— Отстань от него! Отстань! Чего ты к нему пристал?!
Обескураженный, Колька поднялся на ноги, отплевываясь, сморкаясь в сторону, растерянно отворачиваясь от слабых Шуриных ударов.
— Чего ты! Чего ты?.. Не я первый начал, если хочешь знать.
— Вот дура! — кричали ребята. — Нашла кого защищать — Ежа!
— Да у них с Антоновой любовь! Тебе-то что за дело?..
— Чего-чего-о?!
Все обернулись.
На крыльце в накинутом на голову материнском платке стояла Маша. Она хмурила белесые брови и холодно-прищуренным взглядом смотрела на Громову.
— Больно мне нужен этот ваш Еж. Пусть себе берет, кому нужен…
Я шел, едва переставляя ватно-подгибающиеся ноги.
Саднило разбитое лицо. Тупо гудело в голове.
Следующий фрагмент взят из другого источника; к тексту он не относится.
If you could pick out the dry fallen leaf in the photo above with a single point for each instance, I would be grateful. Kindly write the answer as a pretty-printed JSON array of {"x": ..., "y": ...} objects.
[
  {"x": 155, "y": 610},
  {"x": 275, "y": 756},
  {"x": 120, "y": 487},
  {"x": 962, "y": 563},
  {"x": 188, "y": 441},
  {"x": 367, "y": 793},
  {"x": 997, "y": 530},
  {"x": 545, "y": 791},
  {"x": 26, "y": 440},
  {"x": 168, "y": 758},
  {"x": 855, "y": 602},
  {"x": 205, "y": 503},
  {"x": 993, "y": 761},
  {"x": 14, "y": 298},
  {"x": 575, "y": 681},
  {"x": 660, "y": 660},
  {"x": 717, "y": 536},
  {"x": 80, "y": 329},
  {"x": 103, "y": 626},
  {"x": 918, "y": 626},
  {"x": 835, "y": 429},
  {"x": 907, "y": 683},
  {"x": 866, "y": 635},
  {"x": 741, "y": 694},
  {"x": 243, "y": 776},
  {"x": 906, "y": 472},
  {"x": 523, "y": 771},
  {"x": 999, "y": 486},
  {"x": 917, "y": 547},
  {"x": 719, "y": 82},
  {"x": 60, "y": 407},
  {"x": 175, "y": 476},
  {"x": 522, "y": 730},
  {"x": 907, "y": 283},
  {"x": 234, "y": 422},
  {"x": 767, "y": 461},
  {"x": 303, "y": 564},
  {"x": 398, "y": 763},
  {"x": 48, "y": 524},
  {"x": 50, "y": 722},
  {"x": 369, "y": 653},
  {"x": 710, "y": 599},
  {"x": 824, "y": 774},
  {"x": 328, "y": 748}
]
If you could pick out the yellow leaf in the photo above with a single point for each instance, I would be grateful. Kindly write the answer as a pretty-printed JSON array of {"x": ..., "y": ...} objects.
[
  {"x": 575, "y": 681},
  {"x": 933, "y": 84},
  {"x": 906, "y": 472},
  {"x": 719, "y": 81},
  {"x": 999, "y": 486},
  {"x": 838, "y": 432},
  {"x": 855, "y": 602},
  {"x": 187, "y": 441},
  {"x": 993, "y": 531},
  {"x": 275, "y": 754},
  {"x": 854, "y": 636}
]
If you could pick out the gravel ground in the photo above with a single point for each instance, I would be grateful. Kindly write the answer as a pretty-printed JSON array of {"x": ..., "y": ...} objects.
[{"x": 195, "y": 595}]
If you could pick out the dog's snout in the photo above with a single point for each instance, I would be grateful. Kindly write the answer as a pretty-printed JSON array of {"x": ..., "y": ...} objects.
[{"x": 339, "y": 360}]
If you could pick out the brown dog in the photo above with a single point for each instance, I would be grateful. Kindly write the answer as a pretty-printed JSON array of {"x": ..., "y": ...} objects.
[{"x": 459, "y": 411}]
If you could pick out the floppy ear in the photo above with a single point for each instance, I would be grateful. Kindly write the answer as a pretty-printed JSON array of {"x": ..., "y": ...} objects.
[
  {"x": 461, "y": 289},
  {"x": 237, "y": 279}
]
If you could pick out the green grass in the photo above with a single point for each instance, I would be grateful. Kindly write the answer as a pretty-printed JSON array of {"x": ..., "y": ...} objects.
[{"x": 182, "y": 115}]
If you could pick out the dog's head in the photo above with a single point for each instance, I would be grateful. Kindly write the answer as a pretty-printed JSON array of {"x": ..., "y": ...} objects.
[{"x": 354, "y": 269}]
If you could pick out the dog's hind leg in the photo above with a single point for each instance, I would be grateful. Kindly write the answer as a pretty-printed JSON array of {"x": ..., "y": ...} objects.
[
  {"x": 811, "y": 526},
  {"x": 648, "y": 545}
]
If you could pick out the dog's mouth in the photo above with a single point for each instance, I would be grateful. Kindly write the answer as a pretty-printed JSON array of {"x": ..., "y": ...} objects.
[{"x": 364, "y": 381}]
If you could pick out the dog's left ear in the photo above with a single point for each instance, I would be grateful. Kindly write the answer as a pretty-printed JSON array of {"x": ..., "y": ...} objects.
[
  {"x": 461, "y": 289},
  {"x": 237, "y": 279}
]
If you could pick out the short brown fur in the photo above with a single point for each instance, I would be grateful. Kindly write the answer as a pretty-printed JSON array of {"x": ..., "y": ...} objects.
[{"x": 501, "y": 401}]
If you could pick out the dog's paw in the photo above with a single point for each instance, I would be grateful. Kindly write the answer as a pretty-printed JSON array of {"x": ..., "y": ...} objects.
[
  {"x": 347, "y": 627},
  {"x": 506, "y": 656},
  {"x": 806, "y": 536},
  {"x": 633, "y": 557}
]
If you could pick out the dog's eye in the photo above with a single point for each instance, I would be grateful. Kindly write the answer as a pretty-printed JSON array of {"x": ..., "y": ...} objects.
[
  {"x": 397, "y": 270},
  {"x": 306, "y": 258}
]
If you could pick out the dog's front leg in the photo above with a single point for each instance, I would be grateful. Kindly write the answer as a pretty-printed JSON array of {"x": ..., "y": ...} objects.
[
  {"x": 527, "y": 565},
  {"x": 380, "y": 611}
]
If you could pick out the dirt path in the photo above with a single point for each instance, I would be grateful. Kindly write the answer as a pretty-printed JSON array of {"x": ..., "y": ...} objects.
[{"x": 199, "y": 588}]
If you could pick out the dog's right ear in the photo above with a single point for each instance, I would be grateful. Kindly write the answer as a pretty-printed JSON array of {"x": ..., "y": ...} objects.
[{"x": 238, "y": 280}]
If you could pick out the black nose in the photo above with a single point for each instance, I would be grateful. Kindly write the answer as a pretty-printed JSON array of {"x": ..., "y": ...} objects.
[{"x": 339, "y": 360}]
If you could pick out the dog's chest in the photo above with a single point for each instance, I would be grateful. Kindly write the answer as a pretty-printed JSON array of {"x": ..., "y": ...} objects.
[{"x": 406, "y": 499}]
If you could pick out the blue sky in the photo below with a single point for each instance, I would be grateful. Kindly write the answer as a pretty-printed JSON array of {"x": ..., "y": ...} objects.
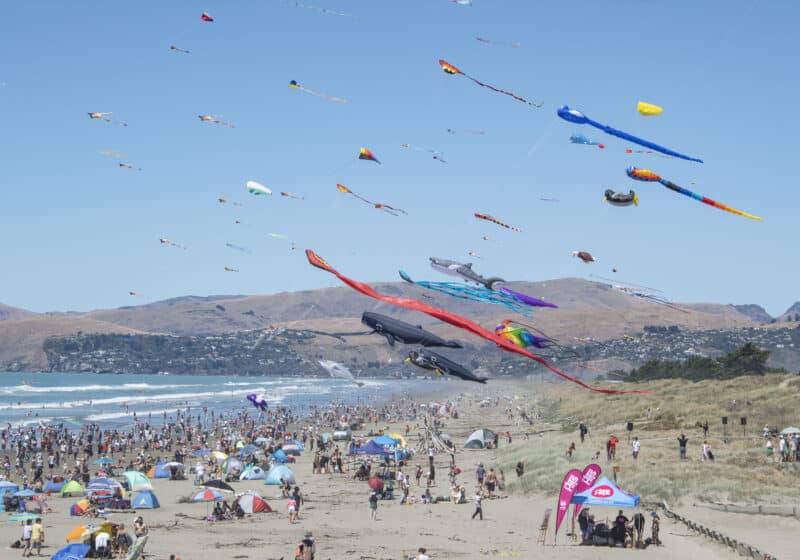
[{"x": 78, "y": 232}]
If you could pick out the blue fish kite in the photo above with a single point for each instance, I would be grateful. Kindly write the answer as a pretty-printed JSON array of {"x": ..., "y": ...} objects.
[{"x": 575, "y": 116}]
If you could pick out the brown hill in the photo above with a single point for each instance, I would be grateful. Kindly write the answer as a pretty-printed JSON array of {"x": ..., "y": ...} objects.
[{"x": 21, "y": 339}]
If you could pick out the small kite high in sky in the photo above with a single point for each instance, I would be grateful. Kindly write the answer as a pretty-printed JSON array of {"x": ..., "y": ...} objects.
[
  {"x": 385, "y": 207},
  {"x": 165, "y": 241},
  {"x": 576, "y": 117},
  {"x": 621, "y": 199},
  {"x": 579, "y": 138},
  {"x": 104, "y": 117},
  {"x": 294, "y": 85},
  {"x": 647, "y": 175},
  {"x": 365, "y": 154},
  {"x": 257, "y": 188},
  {"x": 648, "y": 109},
  {"x": 494, "y": 220},
  {"x": 450, "y": 69},
  {"x": 585, "y": 256},
  {"x": 215, "y": 120}
]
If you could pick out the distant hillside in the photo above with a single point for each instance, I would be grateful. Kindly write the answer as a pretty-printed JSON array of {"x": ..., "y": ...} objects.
[
  {"x": 586, "y": 310},
  {"x": 755, "y": 312},
  {"x": 791, "y": 314},
  {"x": 7, "y": 312}
]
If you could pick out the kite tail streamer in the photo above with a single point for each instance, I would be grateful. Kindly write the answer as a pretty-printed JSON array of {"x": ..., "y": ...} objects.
[
  {"x": 510, "y": 94},
  {"x": 452, "y": 319}
]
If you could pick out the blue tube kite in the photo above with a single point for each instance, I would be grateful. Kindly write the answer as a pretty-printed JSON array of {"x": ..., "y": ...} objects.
[{"x": 575, "y": 116}]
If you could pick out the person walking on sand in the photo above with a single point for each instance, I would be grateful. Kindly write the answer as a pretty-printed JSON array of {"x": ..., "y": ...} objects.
[
  {"x": 373, "y": 505},
  {"x": 478, "y": 503}
]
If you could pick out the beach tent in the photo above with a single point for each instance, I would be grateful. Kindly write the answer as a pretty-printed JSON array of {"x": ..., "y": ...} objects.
[
  {"x": 279, "y": 457},
  {"x": 252, "y": 472},
  {"x": 72, "y": 488},
  {"x": 370, "y": 448},
  {"x": 478, "y": 439},
  {"x": 385, "y": 441},
  {"x": 145, "y": 500},
  {"x": 50, "y": 487},
  {"x": 278, "y": 472},
  {"x": 160, "y": 470},
  {"x": 137, "y": 481},
  {"x": 606, "y": 493},
  {"x": 253, "y": 503},
  {"x": 233, "y": 466},
  {"x": 72, "y": 552}
]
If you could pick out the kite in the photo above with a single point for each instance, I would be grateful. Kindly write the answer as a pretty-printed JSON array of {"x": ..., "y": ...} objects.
[
  {"x": 648, "y": 109},
  {"x": 389, "y": 209},
  {"x": 450, "y": 69},
  {"x": 104, "y": 117},
  {"x": 339, "y": 371},
  {"x": 364, "y": 153},
  {"x": 258, "y": 402},
  {"x": 257, "y": 188},
  {"x": 647, "y": 175},
  {"x": 501, "y": 43},
  {"x": 239, "y": 248},
  {"x": 641, "y": 294},
  {"x": 516, "y": 302},
  {"x": 576, "y": 117},
  {"x": 621, "y": 199},
  {"x": 585, "y": 256},
  {"x": 395, "y": 330},
  {"x": 215, "y": 120},
  {"x": 223, "y": 200},
  {"x": 463, "y": 271},
  {"x": 489, "y": 218},
  {"x": 165, "y": 241},
  {"x": 451, "y": 319},
  {"x": 522, "y": 338},
  {"x": 578, "y": 138},
  {"x": 294, "y": 85},
  {"x": 427, "y": 359}
]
Все, что минуту назад полыхало во мне, сгорело дотла и будто ветром выдуло. И такая боль была во всем теле, такая усталость, что хотелось свалиться посреди дороги, закрыть глаза и уж больше не просыпаться.
— Вась, а Вась… Куда же ты?.. — Шура едва-едва трогала меня за плечо, всхлипывая: — Васенька…
Я остановился. С трудом разжал губы.
— Уйди. Уйди-и, слышишь…
Она испуганно отшатнулась и так осталась стоять.
Дорога пошла под уклон. Солнечные блики от санных следов слепили. Закрыв глаза, чувствуя, как кружится голова, я остановился, чтобы перевести дух.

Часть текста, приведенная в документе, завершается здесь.